Remaja 15 tahun itu diinterogasi mengenai maksud unggahan statusnya di media sosial. Sedangkan Fiera, didatangi oleh beberapa orang ketika tengah berada di dalam mobil bersama kedua anaknya pada 22 Mei 2017. Hal ini diduga karena Fiera mengunggah tiga status pada akun Facebook-nya pada 19 hingga 21 Mei 2017 menanggapi berita kasus yang menimpa pimpinan suatu ormas.
Demi menghindari aksi persekusi semacam ini terulang kembali, kita harus lebih bijak dalam menggunakan media sosial. Hal-hal di bawah ini sebaiknya kita pertimbangkan sebelum memposting sesuatu di media sosial.
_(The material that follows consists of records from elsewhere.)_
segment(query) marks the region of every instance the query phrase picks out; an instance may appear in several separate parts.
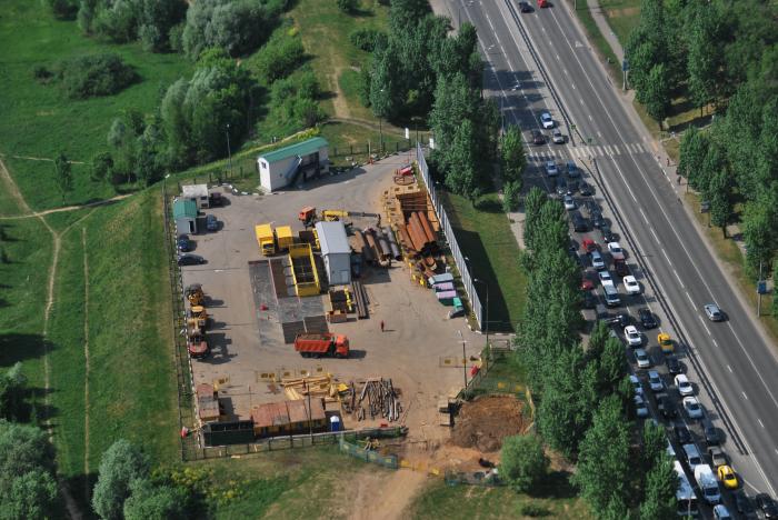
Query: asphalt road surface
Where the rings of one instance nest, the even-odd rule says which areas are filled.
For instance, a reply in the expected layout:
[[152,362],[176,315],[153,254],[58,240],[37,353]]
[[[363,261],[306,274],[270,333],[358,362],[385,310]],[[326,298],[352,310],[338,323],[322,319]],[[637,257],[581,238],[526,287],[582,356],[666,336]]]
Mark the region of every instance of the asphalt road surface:
[[[478,29],[487,60],[486,89],[499,100],[503,123],[526,139],[548,110],[568,136],[563,146],[529,146],[530,163],[578,160],[588,166],[599,199],[620,228],[630,264],[645,276],[646,302],[674,333],[695,374],[708,417],[749,494],[775,497],[778,483],[778,362],[755,310],[725,278],[660,167],[654,144],[636,122],[561,1],[521,14],[513,0],[447,4],[455,22]],[[546,130],[548,133],[548,130]],[[707,320],[716,302],[722,322]],[[690,377],[690,379],[692,379]]]

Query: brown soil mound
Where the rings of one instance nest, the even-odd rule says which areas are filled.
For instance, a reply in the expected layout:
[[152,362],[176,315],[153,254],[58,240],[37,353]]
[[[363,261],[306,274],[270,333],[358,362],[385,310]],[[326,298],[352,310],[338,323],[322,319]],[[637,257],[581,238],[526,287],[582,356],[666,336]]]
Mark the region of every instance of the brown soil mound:
[[451,442],[482,452],[497,451],[502,438],[523,431],[521,402],[509,396],[483,396],[462,404],[455,420]]

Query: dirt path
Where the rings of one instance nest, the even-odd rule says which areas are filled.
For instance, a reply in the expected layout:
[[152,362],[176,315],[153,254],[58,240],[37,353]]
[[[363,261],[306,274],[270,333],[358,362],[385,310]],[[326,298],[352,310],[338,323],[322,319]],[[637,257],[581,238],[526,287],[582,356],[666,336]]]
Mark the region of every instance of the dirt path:
[[[87,228],[81,228],[83,249],[83,474],[89,474],[89,259]],[[83,482],[83,496],[89,501],[89,479]]]
[[[0,178],[2,178],[3,182],[8,187],[8,192],[11,194],[11,198],[19,204],[19,208],[28,213],[28,217],[37,217],[40,219],[41,223],[46,227],[46,229],[51,233],[51,239],[53,241],[53,252],[51,254],[51,266],[49,267],[49,283],[48,283],[48,294],[46,298],[46,310],[43,311],[43,338],[46,339],[49,333],[49,317],[51,316],[51,307],[53,306],[54,302],[54,281],[57,280],[57,264],[59,262],[59,250],[60,250],[60,236],[49,226],[49,222],[46,221],[42,214],[37,214],[34,213],[30,207],[27,204],[27,201],[24,200],[24,197],[21,194],[19,191],[19,187],[17,187],[17,183],[13,181],[13,178],[11,174],[8,172],[8,169],[6,168],[6,164],[0,160]],[[91,212],[90,212],[91,214]],[[51,370],[49,368],[49,343],[48,341],[43,341],[43,388],[46,390],[46,399],[44,403],[47,408],[49,407],[50,402],[50,396],[51,392],[49,391],[51,388]],[[53,430],[51,428],[51,422],[47,419],[46,421],[46,430],[49,436],[49,442],[52,444],[53,442]],[[70,490],[68,487],[64,484],[64,482],[61,479],[57,479],[60,492],[62,493],[62,498],[64,499],[64,504],[66,508],[68,509],[68,513],[70,514],[70,518],[74,520],[80,520],[82,518],[81,511],[78,509],[78,506],[76,504],[76,500],[73,500],[72,494],[70,493]]]
[[[86,204],[66,206],[63,208],[54,208],[54,209],[43,210],[43,211],[32,211],[32,210],[30,210],[29,207],[27,207],[27,204],[24,204],[27,207],[26,211],[28,211],[28,213],[16,214],[13,217],[0,217],[0,220],[31,219],[31,218],[36,218],[36,217],[43,217],[43,216],[51,214],[51,213],[60,213],[62,211],[76,211],[76,210],[86,209],[86,208],[97,208],[99,206],[106,206],[106,204],[113,203],[118,200],[127,199],[128,197],[132,197],[132,194],[133,193],[122,193],[120,196],[111,197],[110,199],[97,200],[94,202],[89,202]],[[19,197],[21,197],[21,194],[19,194]],[[62,233],[64,231],[62,231]],[[62,234],[62,233],[60,233],[60,234]]]
[[427,479],[425,473],[403,469],[389,476],[376,471],[363,472],[353,479],[357,490],[349,520],[408,518],[408,508]]

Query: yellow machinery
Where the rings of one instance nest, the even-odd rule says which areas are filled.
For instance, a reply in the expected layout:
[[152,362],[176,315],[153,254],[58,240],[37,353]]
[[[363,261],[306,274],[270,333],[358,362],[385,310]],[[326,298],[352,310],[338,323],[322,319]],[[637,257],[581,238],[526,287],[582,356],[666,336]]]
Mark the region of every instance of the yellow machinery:
[[292,234],[291,226],[279,226],[276,228],[276,239],[280,251],[289,249],[289,246],[295,243],[295,234]]
[[676,349],[675,344],[672,343],[672,339],[670,339],[670,334],[667,332],[659,332],[657,336],[657,341],[659,342],[659,348],[665,353],[672,353],[672,351]]
[[276,252],[276,239],[273,237],[272,226],[255,226],[253,231],[257,236],[257,244],[259,246],[259,251],[266,257],[273,254]]

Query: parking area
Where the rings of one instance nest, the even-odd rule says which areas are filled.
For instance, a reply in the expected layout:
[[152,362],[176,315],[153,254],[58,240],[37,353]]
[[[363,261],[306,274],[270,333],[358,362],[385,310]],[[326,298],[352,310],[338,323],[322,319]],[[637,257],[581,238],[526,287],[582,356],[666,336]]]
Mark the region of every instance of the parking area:
[[[298,212],[308,206],[382,213],[381,194],[392,188],[395,171],[406,164],[407,157],[395,156],[308,182],[301,189],[263,196],[226,193],[222,207],[203,210],[218,219],[218,230],[191,236],[193,253],[207,263],[182,267],[182,277],[184,287],[200,283],[206,293],[211,354],[192,360],[192,371],[196,386],[218,387],[230,419],[248,419],[255,406],[287,399],[279,382],[268,378],[270,373],[330,373],[345,383],[391,379],[400,393],[401,422],[409,427],[409,436],[426,440],[448,436],[438,426],[437,403],[462,386],[462,341],[468,358],[478,354],[485,341],[468,329],[465,318],[448,319],[450,307],[442,306],[435,291],[412,282],[406,264],[365,268],[360,280],[369,318],[358,320],[350,313],[346,322],[326,324],[331,332],[349,338],[348,359],[308,359],[285,342],[281,322],[321,317],[328,301],[323,294],[273,299],[273,291],[280,291],[278,283],[273,286],[272,273],[256,263],[263,257],[255,226],[291,226],[297,234],[305,229]],[[353,224],[361,226],[359,218]],[[386,421],[357,422],[347,414],[343,420],[347,428]]]

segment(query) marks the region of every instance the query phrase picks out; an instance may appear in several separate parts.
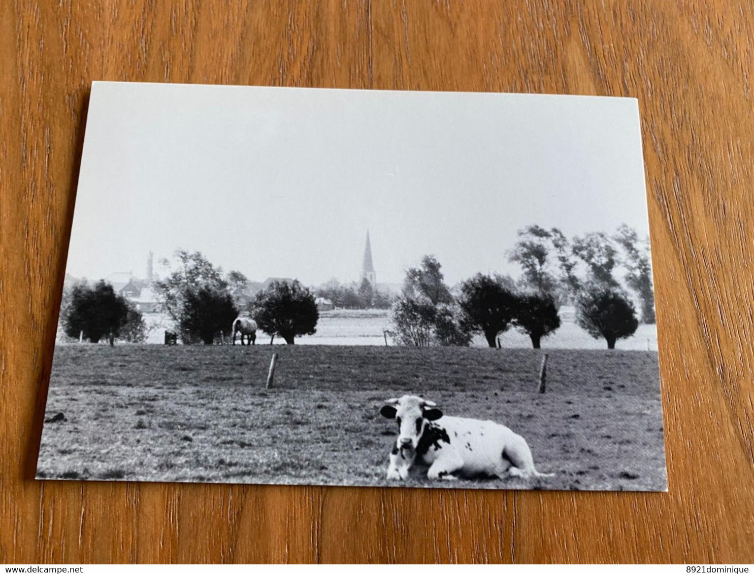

Cara Menghindari Kasus Persekusi
Ada beberapa cara untuk menghidarkan diri kita terkena pesekusi seperti kasus yang pernah ada di Indonesia, adapun caranya adalah sebagai berikut:
- Bayangkan bila mengucapkannya secara langsung. Sebelum mengunggah suatu pernyataan, komentar, berita atau apapun itu, bayangkan kamu menyampaikannya secara langsung di hadapan orang yang kamu tuju. Bayangkan apakah saat itu kamu benar-benar berani menyampaikannya? Atau justru ragu dan takut. Bila keraguan itu muncul, lebih baik diurungkan saja deh niatnya.
- Pikirkan konsekuensinya Jika merasa bahwa pernyataan, komentar, berita yang akan diunggah itu tidak akan menyinggung orang lain, pikirkan tentang hal apa yang kira-kira akan terjadi nantinya. Apakah hal yang ingin kamu sampaikan itu bisa menjadi manfaat untuk orang banyak atau justru tidak ada gunanya sama sekali, atau bahkan mengundang perpecahan.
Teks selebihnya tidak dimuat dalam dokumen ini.